The rapid development of two-way communications technology and advanced metering infrastructures in smart grid has created new opportunities for the implementation of demand-side management in the power industry [
4,
5]. Demand response can solve the problem of mismatching between supply and demand with relatively low cost, which is of great significance in facilitating the integration of new energy sources and reducing power shortages [
6,
7]. The popularization of advanced metering infrastructures has made possible the implementation of control strategies for inverter air conditioner loads and the large-scale application of trunked dispatching. In [
8], an architecture and supporting algorithms were proposed for privacy-preserving thermal inertial load management as a service provided by the load serving entity (LSE). It focused on an LSE managing a population of its customers’ air conditioners, and proposed a contractual model where the LSE guarantees quality of service to each customer, in terms of keeping their indoor temperature trajectories within respective bands around the desired individual comfort temperatures.
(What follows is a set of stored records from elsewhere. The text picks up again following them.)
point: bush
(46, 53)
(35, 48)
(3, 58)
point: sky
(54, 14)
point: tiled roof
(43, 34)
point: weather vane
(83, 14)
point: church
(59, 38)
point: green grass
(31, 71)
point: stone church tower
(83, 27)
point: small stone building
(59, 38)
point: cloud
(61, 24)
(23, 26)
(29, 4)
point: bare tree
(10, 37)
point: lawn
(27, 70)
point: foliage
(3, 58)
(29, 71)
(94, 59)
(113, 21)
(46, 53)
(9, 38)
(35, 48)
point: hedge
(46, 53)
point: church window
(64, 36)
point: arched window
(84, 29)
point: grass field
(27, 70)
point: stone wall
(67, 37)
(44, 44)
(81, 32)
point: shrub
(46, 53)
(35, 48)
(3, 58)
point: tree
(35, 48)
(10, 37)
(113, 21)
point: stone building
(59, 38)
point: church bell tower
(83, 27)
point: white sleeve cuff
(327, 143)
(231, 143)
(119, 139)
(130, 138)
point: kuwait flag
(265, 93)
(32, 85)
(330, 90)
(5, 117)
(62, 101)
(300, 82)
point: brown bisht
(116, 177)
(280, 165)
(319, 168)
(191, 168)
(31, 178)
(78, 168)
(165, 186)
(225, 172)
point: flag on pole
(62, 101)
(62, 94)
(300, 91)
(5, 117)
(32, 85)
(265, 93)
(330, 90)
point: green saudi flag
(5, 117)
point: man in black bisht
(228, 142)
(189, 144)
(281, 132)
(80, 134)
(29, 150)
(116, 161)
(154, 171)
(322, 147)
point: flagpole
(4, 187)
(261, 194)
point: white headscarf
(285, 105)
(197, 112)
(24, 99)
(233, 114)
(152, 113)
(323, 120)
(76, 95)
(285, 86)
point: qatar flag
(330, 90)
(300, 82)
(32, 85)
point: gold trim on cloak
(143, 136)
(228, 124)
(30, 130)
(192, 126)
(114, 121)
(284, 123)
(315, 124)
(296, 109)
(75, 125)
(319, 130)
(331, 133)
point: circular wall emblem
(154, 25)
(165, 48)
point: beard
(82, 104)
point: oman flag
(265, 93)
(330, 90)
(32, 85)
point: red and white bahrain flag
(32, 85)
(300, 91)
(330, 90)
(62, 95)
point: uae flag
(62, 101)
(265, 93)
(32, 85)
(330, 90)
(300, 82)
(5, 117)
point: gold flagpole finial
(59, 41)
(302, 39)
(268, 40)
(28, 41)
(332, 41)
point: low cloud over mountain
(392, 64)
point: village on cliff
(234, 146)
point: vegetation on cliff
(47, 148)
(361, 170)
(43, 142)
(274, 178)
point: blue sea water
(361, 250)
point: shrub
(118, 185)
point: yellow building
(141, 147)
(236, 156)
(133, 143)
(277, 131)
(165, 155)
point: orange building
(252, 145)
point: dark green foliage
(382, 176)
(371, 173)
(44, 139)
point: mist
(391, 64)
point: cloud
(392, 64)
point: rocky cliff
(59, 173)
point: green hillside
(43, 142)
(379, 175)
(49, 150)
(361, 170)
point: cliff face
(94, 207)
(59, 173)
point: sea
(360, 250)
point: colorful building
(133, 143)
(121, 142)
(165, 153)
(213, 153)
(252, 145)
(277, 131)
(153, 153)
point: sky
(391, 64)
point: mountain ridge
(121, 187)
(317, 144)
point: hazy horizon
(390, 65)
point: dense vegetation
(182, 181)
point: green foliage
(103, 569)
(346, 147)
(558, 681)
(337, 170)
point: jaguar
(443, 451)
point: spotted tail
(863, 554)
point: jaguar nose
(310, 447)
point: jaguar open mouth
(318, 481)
Besides the many other flexible loads, such as pool pumps [
1,
9,
10], air conditioning loads are an important type of demand response resources with great potential. According to incomplete statistics, air conditioning loads accounted for 30–40% of the peak load in summer [
11] in China. In certain cities, such as Beijing, this number reached 52%, with an increasing trend year by year. Buildings with inverter air conditioners can act as virtual energy storage (VES), because of their thermal energy storage capability and the fact that the human body has no obvious response to temperature changes within a certain range. In [
12], it was experimentally proved that the demand response of air conditioners is effective. Under the premise of ensuring the basic comfort of users [
13], air conditioners can be equivalent to a load resource with flexible dispatch capability, which has huge potential [
14]. Effective management of air conditioning loads during peak periods through reasonable control means is conducive to reducing power shortages and optimizing power consumption modes.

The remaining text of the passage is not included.